Each portType must be given a unique name making it possible to refer to it from elsewhere in the WSDL definition. Each operation element contains a combination of input and output elements, and when you have an output element you can also have a fault element. The order of these elements defines the message exchange pattern (MEP) supported by the given operation.
For example, an input element followed by an output element defines a request-response operation, while an output element followed by an input element defines a solicit-response operation. An operation that only contains an input element defines a one-way operation, while an operation that only contains an output element defines a notification operation. Table 2 describes the four MEP primitives defined by WSDL.

Table 2. Message Exchange Patterns

MEP	Description
One-way	The endpoint receives a message.
Request-response	The endpoint receives a message and sends a correlated message.
Solicit-response	The endpoint sends a message and receives a correlated message.
Notification	The endpoint sends a message.
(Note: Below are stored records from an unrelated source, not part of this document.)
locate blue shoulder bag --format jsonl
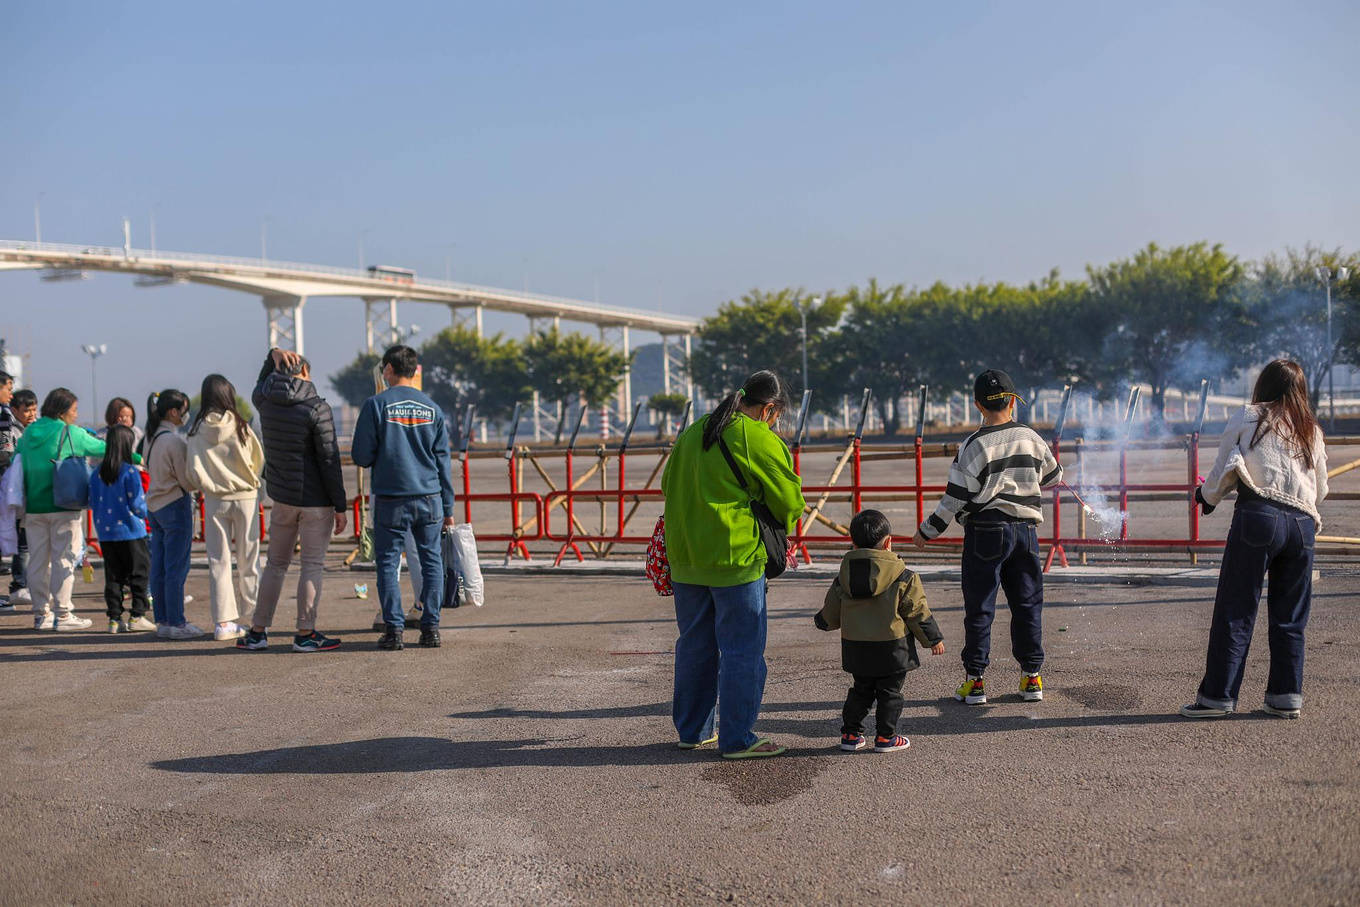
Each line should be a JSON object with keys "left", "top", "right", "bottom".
{"left": 52, "top": 424, "right": 93, "bottom": 510}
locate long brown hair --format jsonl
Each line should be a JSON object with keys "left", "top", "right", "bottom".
{"left": 188, "top": 374, "right": 250, "bottom": 445}
{"left": 1249, "top": 359, "right": 1321, "bottom": 470}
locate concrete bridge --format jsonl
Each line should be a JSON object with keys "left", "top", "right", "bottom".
{"left": 0, "top": 237, "right": 699, "bottom": 411}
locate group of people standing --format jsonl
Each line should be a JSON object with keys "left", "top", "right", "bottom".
{"left": 661, "top": 359, "right": 1329, "bottom": 758}
{"left": 0, "top": 343, "right": 457, "bottom": 653}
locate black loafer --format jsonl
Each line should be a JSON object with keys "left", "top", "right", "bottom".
{"left": 419, "top": 628, "right": 441, "bottom": 648}
{"left": 378, "top": 628, "right": 403, "bottom": 650}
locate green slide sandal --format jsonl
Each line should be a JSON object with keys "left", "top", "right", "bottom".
{"left": 677, "top": 734, "right": 719, "bottom": 750}
{"left": 721, "top": 738, "right": 786, "bottom": 760}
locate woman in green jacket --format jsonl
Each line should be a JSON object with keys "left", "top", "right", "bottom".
{"left": 661, "top": 370, "right": 806, "bottom": 758}
{"left": 15, "top": 388, "right": 106, "bottom": 630}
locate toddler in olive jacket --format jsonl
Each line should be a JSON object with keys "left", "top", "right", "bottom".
{"left": 816, "top": 510, "right": 944, "bottom": 753}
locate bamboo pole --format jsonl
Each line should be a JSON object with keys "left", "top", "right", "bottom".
{"left": 601, "top": 450, "right": 670, "bottom": 557}
{"left": 520, "top": 451, "right": 603, "bottom": 555}
{"left": 1327, "top": 456, "right": 1360, "bottom": 480}
{"left": 802, "top": 441, "right": 857, "bottom": 532}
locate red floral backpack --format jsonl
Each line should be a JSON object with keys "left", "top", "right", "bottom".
{"left": 645, "top": 515, "right": 673, "bottom": 597}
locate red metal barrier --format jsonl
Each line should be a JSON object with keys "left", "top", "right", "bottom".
{"left": 351, "top": 491, "right": 545, "bottom": 548}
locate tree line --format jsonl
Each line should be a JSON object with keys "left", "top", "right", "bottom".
{"left": 331, "top": 242, "right": 1359, "bottom": 436}
{"left": 330, "top": 326, "right": 629, "bottom": 425}
{"left": 691, "top": 243, "right": 1359, "bottom": 434}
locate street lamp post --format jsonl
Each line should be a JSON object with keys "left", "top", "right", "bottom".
{"left": 1315, "top": 265, "right": 1352, "bottom": 432}
{"left": 80, "top": 344, "right": 107, "bottom": 424}
{"left": 799, "top": 296, "right": 822, "bottom": 393}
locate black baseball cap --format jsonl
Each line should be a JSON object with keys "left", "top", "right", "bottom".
{"left": 974, "top": 369, "right": 1026, "bottom": 406}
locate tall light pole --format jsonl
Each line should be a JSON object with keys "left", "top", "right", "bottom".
{"left": 81, "top": 344, "right": 107, "bottom": 424}
{"left": 358, "top": 229, "right": 372, "bottom": 271}
{"left": 799, "top": 296, "right": 822, "bottom": 392}
{"left": 1315, "top": 265, "right": 1351, "bottom": 432}
{"left": 34, "top": 193, "right": 44, "bottom": 243}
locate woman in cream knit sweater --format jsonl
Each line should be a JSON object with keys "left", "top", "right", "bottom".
{"left": 1182, "top": 359, "right": 1328, "bottom": 720}
{"left": 187, "top": 375, "right": 265, "bottom": 642}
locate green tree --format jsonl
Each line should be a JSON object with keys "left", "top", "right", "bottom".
{"left": 648, "top": 392, "right": 689, "bottom": 438}
{"left": 1086, "top": 242, "right": 1248, "bottom": 419}
{"left": 688, "top": 288, "right": 846, "bottom": 407}
{"left": 328, "top": 352, "right": 381, "bottom": 407}
{"left": 832, "top": 280, "right": 935, "bottom": 435}
{"left": 188, "top": 394, "right": 254, "bottom": 424}
{"left": 974, "top": 272, "right": 1116, "bottom": 397}
{"left": 419, "top": 327, "right": 530, "bottom": 422}
{"left": 522, "top": 328, "right": 630, "bottom": 409}
{"left": 1247, "top": 246, "right": 1360, "bottom": 411}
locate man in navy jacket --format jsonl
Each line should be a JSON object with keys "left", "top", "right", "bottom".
{"left": 351, "top": 345, "right": 456, "bottom": 650}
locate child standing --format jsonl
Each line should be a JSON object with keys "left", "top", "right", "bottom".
{"left": 145, "top": 389, "right": 205, "bottom": 640}
{"left": 89, "top": 425, "right": 156, "bottom": 633}
{"left": 913, "top": 369, "right": 1062, "bottom": 705}
{"left": 817, "top": 510, "right": 945, "bottom": 753}
{"left": 186, "top": 375, "right": 264, "bottom": 642}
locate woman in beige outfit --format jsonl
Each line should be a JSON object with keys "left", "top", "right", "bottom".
{"left": 186, "top": 375, "right": 264, "bottom": 641}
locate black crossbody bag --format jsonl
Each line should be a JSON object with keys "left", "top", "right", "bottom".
{"left": 716, "top": 437, "right": 788, "bottom": 580}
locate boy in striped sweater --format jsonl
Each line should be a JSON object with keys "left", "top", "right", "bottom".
{"left": 913, "top": 369, "right": 1062, "bottom": 705}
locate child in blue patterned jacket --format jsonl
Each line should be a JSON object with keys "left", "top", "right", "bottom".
{"left": 89, "top": 425, "right": 156, "bottom": 633}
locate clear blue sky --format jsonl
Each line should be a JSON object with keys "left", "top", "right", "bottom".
{"left": 2, "top": 0, "right": 1357, "bottom": 408}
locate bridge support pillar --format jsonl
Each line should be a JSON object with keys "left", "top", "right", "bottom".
{"left": 263, "top": 294, "right": 306, "bottom": 354}
{"left": 684, "top": 333, "right": 694, "bottom": 408}
{"left": 598, "top": 324, "right": 632, "bottom": 427}
{"left": 449, "top": 303, "right": 483, "bottom": 338}
{"left": 363, "top": 297, "right": 399, "bottom": 353}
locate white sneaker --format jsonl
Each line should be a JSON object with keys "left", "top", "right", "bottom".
{"left": 10, "top": 588, "right": 31, "bottom": 605}
{"left": 126, "top": 616, "right": 157, "bottom": 632}
{"left": 55, "top": 614, "right": 94, "bottom": 631}
{"left": 164, "top": 622, "right": 207, "bottom": 640}
{"left": 0, "top": 600, "right": 16, "bottom": 614}
{"left": 183, "top": 594, "right": 195, "bottom": 604}
{"left": 214, "top": 622, "right": 246, "bottom": 641}
{"left": 34, "top": 612, "right": 55, "bottom": 630}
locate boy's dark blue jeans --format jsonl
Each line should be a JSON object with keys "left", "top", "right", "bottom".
{"left": 960, "top": 517, "right": 1044, "bottom": 677}
{"left": 1196, "top": 498, "right": 1314, "bottom": 712}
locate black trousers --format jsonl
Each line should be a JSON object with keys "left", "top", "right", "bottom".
{"left": 841, "top": 670, "right": 908, "bottom": 738}
{"left": 102, "top": 538, "right": 151, "bottom": 619}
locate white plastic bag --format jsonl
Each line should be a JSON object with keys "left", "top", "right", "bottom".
{"left": 0, "top": 453, "right": 24, "bottom": 557}
{"left": 450, "top": 523, "right": 484, "bottom": 607}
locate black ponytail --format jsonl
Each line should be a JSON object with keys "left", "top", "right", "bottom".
{"left": 142, "top": 389, "right": 190, "bottom": 456}
{"left": 701, "top": 369, "right": 790, "bottom": 450}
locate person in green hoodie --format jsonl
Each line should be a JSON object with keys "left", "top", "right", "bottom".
{"left": 15, "top": 387, "right": 106, "bottom": 631}
{"left": 660, "top": 370, "right": 805, "bottom": 759}
{"left": 816, "top": 510, "right": 945, "bottom": 753}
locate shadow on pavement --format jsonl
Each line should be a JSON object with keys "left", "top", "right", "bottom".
{"left": 448, "top": 699, "right": 853, "bottom": 721}
{"left": 151, "top": 736, "right": 828, "bottom": 773}
{"left": 153, "top": 709, "right": 1264, "bottom": 775}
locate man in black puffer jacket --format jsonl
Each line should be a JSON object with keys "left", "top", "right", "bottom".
{"left": 238, "top": 348, "right": 348, "bottom": 653}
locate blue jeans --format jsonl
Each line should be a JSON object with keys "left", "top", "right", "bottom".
{"left": 672, "top": 578, "right": 768, "bottom": 753}
{"left": 374, "top": 494, "right": 443, "bottom": 630}
{"left": 1197, "top": 498, "right": 1315, "bottom": 711}
{"left": 960, "top": 519, "right": 1045, "bottom": 677}
{"left": 148, "top": 494, "right": 193, "bottom": 627}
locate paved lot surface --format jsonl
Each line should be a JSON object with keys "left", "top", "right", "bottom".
{"left": 0, "top": 559, "right": 1356, "bottom": 904}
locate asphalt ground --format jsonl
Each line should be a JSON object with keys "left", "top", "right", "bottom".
{"left": 0, "top": 557, "right": 1356, "bottom": 904}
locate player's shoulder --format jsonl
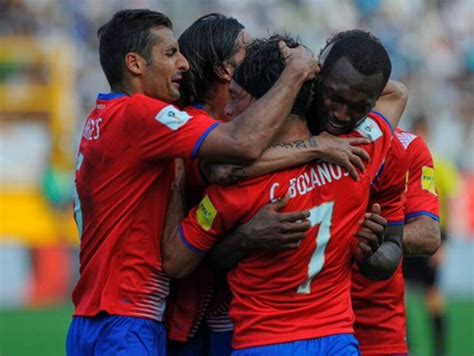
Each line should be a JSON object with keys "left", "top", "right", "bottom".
{"left": 395, "top": 128, "right": 419, "bottom": 150}
{"left": 396, "top": 129, "right": 432, "bottom": 161}
{"left": 352, "top": 111, "right": 393, "bottom": 142}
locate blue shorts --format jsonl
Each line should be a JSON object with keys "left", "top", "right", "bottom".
{"left": 232, "top": 334, "right": 360, "bottom": 356}
{"left": 66, "top": 314, "right": 166, "bottom": 355}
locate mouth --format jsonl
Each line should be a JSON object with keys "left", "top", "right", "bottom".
{"left": 171, "top": 76, "right": 182, "bottom": 89}
{"left": 326, "top": 118, "right": 351, "bottom": 134}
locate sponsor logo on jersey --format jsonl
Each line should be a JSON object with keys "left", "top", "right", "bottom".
{"left": 196, "top": 195, "right": 217, "bottom": 231}
{"left": 155, "top": 105, "right": 191, "bottom": 131}
{"left": 355, "top": 117, "right": 383, "bottom": 142}
{"left": 421, "top": 166, "right": 437, "bottom": 195}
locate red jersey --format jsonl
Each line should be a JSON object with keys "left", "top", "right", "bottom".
{"left": 398, "top": 130, "right": 440, "bottom": 220}
{"left": 166, "top": 106, "right": 234, "bottom": 341}
{"left": 351, "top": 134, "right": 408, "bottom": 355}
{"left": 351, "top": 129, "right": 440, "bottom": 355}
{"left": 72, "top": 93, "right": 218, "bottom": 322}
{"left": 181, "top": 113, "right": 393, "bottom": 349}
{"left": 165, "top": 115, "right": 215, "bottom": 340}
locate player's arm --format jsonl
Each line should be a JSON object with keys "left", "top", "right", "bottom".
{"left": 403, "top": 216, "right": 441, "bottom": 256}
{"left": 373, "top": 80, "right": 408, "bottom": 129}
{"left": 208, "top": 195, "right": 311, "bottom": 270}
{"left": 161, "top": 159, "right": 205, "bottom": 278}
{"left": 403, "top": 137, "right": 441, "bottom": 255}
{"left": 197, "top": 44, "right": 319, "bottom": 162}
{"left": 355, "top": 204, "right": 404, "bottom": 281}
{"left": 200, "top": 133, "right": 371, "bottom": 185}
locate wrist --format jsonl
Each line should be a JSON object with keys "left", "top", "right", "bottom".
{"left": 280, "top": 64, "right": 308, "bottom": 86}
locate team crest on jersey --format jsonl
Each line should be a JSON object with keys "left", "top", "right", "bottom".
{"left": 355, "top": 117, "right": 383, "bottom": 142}
{"left": 421, "top": 166, "right": 437, "bottom": 195}
{"left": 196, "top": 195, "right": 217, "bottom": 231}
{"left": 155, "top": 105, "right": 191, "bottom": 131}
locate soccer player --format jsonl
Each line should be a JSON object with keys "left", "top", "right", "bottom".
{"left": 165, "top": 14, "right": 372, "bottom": 356}
{"left": 352, "top": 125, "right": 441, "bottom": 356}
{"left": 162, "top": 34, "right": 406, "bottom": 354}
{"left": 403, "top": 117, "right": 448, "bottom": 355}
{"left": 66, "top": 9, "right": 319, "bottom": 355}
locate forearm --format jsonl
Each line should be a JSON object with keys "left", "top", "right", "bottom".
{"left": 227, "top": 68, "right": 308, "bottom": 158}
{"left": 232, "top": 138, "right": 319, "bottom": 180}
{"left": 208, "top": 228, "right": 249, "bottom": 270}
{"left": 373, "top": 80, "right": 408, "bottom": 128}
{"left": 202, "top": 138, "right": 318, "bottom": 184}
{"left": 162, "top": 177, "right": 204, "bottom": 278}
{"left": 358, "top": 240, "right": 403, "bottom": 280}
{"left": 358, "top": 226, "right": 403, "bottom": 281}
{"left": 403, "top": 216, "right": 441, "bottom": 256}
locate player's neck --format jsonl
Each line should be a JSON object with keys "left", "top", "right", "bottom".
{"left": 272, "top": 114, "right": 310, "bottom": 143}
{"left": 206, "top": 85, "right": 230, "bottom": 122}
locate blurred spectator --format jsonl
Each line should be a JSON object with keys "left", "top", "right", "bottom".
{"left": 0, "top": 0, "right": 471, "bottom": 169}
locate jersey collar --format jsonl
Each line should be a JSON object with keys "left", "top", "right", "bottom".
{"left": 97, "top": 93, "right": 128, "bottom": 101}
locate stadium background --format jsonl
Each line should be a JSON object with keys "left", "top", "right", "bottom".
{"left": 0, "top": 0, "right": 472, "bottom": 355}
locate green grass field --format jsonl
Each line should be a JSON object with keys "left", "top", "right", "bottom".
{"left": 0, "top": 295, "right": 472, "bottom": 355}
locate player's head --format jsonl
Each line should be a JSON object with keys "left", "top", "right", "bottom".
{"left": 98, "top": 9, "right": 189, "bottom": 102}
{"left": 226, "top": 34, "right": 313, "bottom": 120}
{"left": 312, "top": 30, "right": 392, "bottom": 135}
{"left": 178, "top": 13, "right": 250, "bottom": 120}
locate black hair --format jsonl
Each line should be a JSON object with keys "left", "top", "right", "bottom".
{"left": 97, "top": 9, "right": 172, "bottom": 88}
{"left": 178, "top": 13, "right": 245, "bottom": 107}
{"left": 321, "top": 30, "right": 391, "bottom": 92}
{"left": 233, "top": 34, "right": 313, "bottom": 116}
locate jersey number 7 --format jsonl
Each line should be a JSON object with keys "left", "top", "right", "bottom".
{"left": 297, "top": 201, "right": 334, "bottom": 294}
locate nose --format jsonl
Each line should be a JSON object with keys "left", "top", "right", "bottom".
{"left": 177, "top": 52, "right": 189, "bottom": 72}
{"left": 333, "top": 105, "right": 351, "bottom": 122}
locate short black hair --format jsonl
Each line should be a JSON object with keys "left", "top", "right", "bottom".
{"left": 234, "top": 34, "right": 313, "bottom": 116}
{"left": 178, "top": 13, "right": 245, "bottom": 107}
{"left": 97, "top": 9, "right": 172, "bottom": 88}
{"left": 321, "top": 30, "right": 391, "bottom": 92}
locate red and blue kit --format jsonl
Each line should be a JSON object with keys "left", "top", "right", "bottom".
{"left": 180, "top": 112, "right": 393, "bottom": 349}
{"left": 72, "top": 93, "right": 218, "bottom": 322}
{"left": 398, "top": 130, "right": 440, "bottom": 221}
{"left": 351, "top": 135, "right": 408, "bottom": 355}
{"left": 351, "top": 129, "right": 440, "bottom": 355}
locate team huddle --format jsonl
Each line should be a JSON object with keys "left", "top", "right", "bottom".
{"left": 66, "top": 9, "right": 441, "bottom": 356}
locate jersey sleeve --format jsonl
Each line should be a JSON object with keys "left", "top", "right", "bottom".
{"left": 179, "top": 185, "right": 249, "bottom": 255}
{"left": 128, "top": 95, "right": 220, "bottom": 161}
{"left": 355, "top": 111, "right": 394, "bottom": 182}
{"left": 404, "top": 136, "right": 440, "bottom": 222}
{"left": 369, "top": 137, "right": 407, "bottom": 226}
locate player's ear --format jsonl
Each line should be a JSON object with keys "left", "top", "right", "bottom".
{"left": 125, "top": 52, "right": 146, "bottom": 76}
{"left": 214, "top": 63, "right": 233, "bottom": 83}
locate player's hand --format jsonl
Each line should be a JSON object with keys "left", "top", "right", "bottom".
{"left": 354, "top": 203, "right": 387, "bottom": 261}
{"left": 279, "top": 41, "right": 320, "bottom": 81}
{"left": 313, "top": 132, "right": 371, "bottom": 181}
{"left": 238, "top": 193, "right": 311, "bottom": 251}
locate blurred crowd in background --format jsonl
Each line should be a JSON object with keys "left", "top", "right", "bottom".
{"left": 0, "top": 0, "right": 473, "bottom": 316}
{"left": 1, "top": 0, "right": 473, "bottom": 167}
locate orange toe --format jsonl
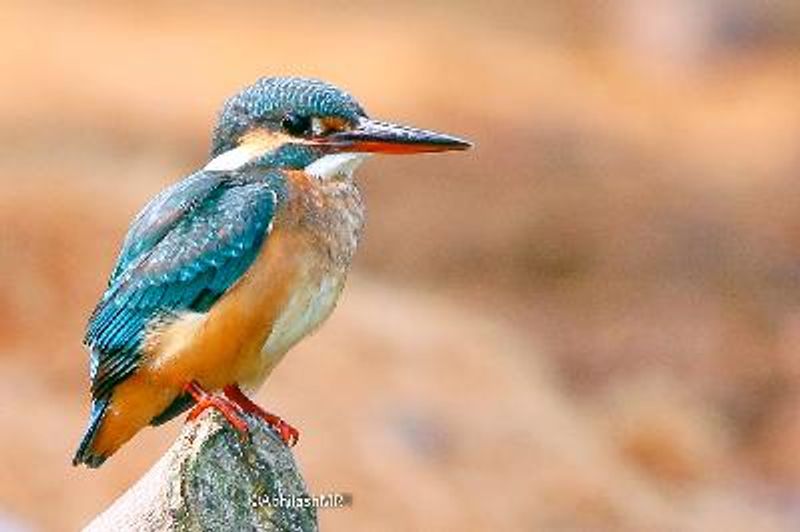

The input, output, and fault elements used in an operation must refer to a message definition by name. The following example defines a portType named MathInterface that consists of four math operations: Add, Subtract, Multiply, and Divide.

<definitions 
  xmlns="http://schemas.xmlsoap.org/wsdl/" 
  xmlns:xs="http://www.w3.org/2001/XMLSchema" 
  xmlns:y="http://example.org/math/" 
  xmlns:ns="http://example.org/math/types/" 
  targetNamespace="http://example.org/math/"
>
   ...
   <portType name="MathInterface">
      <operation name="Add">
         <input message="y:AddMessage"/>
         <output message="y:AddResponseMessage"/>
      </operation>
      <operation name="Subtract">
         <input message="y:SubtractMessage"/>
         <output message="y:SubtractResponseMessage"/>
      </operation>
      <operation name="Multiply">
         <input message="y:MultiplyMessage"/>
         <output message="y:MultiplyResponseMessage"/>
      </operation>
      <operation name="Divide">
         <input message="y:DivideMessage"/>
         <output message="y:DivideResponseMessage"/>
      </operation>
   </portType>   
    ...
</definitions>

A portType is still considered an abstract definition because you don't know how its messages are represented on the wire until you apply a binding.